Dissolving a Business With Multiple Stakeholders
If your company is governed by a partnership agreement, is a limited liability corporation, or has an operating agreement, then the process of dissolving the business will be complicated. Typically, corporations or other companies with partners outline a process for dissolution in the governing documents. You may not be able to dissolve the business without a shareholder vote. In that case, you need only divest your interest in the business to walk away.
If there are no governing documents or those governing documents do not address dissolution, California law will provide the framework for the dissolution process.
Who Needs to Know I’m Dissolving My Business?
Once the decision to dissolve your business has been made, the next step is to notify the right parties. This will include creditors and the State of California which will require that you file dissolution paperwork. You will obviously have to notify lenders, suppliers, and others with whom you do business.

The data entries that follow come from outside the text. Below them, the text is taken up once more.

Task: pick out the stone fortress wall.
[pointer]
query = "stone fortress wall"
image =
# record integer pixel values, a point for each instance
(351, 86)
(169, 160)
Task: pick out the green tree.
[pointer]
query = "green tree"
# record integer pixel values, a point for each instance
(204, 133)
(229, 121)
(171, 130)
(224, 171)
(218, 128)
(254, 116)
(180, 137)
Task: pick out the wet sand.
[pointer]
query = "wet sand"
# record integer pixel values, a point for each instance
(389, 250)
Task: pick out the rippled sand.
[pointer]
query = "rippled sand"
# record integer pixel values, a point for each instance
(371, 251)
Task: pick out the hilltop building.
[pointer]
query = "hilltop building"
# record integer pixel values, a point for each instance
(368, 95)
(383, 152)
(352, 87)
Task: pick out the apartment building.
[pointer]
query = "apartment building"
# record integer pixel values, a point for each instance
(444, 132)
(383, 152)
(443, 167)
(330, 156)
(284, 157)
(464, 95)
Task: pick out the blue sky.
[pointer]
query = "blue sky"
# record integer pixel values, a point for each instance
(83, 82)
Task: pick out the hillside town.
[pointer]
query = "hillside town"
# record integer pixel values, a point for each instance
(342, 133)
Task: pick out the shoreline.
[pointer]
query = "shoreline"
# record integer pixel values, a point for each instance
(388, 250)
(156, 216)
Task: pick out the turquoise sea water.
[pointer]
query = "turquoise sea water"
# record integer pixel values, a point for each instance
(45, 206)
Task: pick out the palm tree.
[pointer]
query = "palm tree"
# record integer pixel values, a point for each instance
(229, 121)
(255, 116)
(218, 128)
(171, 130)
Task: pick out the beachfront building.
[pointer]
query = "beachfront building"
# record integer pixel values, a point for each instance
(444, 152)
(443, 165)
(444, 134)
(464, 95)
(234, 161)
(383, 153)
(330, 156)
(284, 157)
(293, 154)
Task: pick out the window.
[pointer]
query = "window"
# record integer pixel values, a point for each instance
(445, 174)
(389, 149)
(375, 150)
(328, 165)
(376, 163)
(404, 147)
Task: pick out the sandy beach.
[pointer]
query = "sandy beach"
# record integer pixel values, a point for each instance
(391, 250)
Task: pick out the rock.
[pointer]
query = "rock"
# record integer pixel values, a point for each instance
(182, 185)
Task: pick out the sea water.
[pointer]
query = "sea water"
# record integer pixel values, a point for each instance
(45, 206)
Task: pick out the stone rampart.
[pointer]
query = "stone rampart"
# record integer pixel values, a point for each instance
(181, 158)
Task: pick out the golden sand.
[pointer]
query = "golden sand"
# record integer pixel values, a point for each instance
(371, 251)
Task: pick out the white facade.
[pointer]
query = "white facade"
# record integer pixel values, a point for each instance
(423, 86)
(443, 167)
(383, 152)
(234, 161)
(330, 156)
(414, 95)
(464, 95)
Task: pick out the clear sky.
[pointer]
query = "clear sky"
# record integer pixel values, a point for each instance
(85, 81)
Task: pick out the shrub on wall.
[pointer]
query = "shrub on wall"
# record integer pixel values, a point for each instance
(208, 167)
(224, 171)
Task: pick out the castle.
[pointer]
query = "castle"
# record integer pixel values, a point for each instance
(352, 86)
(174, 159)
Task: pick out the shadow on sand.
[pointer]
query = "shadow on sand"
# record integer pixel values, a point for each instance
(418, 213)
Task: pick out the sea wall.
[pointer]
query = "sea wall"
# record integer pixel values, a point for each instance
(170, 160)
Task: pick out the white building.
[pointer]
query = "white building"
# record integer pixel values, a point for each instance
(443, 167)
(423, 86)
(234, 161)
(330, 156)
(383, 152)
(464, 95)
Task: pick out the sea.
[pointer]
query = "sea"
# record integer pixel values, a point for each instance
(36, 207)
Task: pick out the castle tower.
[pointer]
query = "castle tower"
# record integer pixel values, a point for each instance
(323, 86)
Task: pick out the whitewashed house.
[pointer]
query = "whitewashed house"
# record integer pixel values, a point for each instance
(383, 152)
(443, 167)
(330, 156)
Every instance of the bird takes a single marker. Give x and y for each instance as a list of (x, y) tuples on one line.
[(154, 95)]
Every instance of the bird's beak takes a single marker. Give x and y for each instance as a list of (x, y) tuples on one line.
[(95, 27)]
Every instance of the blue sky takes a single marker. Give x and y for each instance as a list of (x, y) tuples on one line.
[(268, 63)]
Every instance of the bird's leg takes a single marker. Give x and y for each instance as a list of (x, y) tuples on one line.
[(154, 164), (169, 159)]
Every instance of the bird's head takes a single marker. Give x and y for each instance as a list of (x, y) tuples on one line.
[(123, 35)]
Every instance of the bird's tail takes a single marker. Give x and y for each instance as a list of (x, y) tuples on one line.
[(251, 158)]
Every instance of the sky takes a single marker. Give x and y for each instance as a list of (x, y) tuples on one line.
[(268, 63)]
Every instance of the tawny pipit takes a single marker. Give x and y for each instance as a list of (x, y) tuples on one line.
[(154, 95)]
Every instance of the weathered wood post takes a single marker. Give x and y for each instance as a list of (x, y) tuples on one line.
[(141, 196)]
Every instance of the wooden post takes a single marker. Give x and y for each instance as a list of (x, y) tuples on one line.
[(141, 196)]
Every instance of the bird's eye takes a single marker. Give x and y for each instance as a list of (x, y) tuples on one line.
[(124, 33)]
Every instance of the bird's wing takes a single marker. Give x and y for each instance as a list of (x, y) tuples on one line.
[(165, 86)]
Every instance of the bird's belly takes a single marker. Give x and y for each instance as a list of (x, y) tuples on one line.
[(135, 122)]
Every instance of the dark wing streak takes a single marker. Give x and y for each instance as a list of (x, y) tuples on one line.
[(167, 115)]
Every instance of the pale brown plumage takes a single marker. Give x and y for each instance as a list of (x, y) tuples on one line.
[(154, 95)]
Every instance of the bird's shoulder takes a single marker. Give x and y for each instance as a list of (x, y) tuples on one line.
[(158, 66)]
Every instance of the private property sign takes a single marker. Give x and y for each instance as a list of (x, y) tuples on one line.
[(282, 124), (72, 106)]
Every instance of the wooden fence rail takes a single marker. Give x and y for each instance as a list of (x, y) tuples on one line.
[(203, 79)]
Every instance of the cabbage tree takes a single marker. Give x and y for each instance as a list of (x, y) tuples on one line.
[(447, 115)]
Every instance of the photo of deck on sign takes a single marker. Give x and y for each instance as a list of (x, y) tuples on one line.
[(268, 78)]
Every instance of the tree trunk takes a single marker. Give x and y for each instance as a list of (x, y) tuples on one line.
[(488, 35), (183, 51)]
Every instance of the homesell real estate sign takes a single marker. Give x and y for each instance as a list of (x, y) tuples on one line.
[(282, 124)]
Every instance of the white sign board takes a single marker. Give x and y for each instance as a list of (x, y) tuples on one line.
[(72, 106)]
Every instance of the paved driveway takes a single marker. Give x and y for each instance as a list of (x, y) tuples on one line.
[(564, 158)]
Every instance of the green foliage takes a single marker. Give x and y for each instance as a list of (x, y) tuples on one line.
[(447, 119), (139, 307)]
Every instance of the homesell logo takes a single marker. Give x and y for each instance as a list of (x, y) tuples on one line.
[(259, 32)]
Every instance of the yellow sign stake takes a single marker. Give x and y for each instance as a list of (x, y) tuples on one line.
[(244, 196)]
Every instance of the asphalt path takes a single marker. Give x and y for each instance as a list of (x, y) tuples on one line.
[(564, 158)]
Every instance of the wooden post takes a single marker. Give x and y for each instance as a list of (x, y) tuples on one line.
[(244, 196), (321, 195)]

For creditors, there is a legal element to this. They must be notified to give them enough time to file a claim against your business if you owe them money. In some cases, you will need to post a generalized notice in newspapers so that potential claims know that there is a deadline.
Dissolving Corporations and LLCs
If you’re doing business as an LLC or any form of corporation or partnership, there is an official process for dissolving your business. If you don’t, you may still be liable for business taxes.
In California, a corporation must submit their “certificate of dissolution” and a “certificate of election to wind up and dissolve” to the California Secretary of State’s office. These forms include information on your business’s debts and liabilities as well as the distribution of the business’s assets. You will need to indicate how you and your partners elected to dissolve your business. LLCs will have to file similar documents alternatively called “articles of dissolution”.
Once creditors and the state have been notified, and any claims against your business have been resolved, you can begin the process liquidating and distributing your assets. These are generally distributed as a percentage of ownership interest to each party with a stake.
Paying Your Taxes
Uncle Sam always gets his cut. Your last order of business will be to pay off any leftover taxes and file the correct closure forms with the IRS. Mistakes here are not advisable. If a business forgets to pay off the remainder of its payroll or other taxes, you can be assured that the IRS will take notice. This can create legal problems for the stakeholders.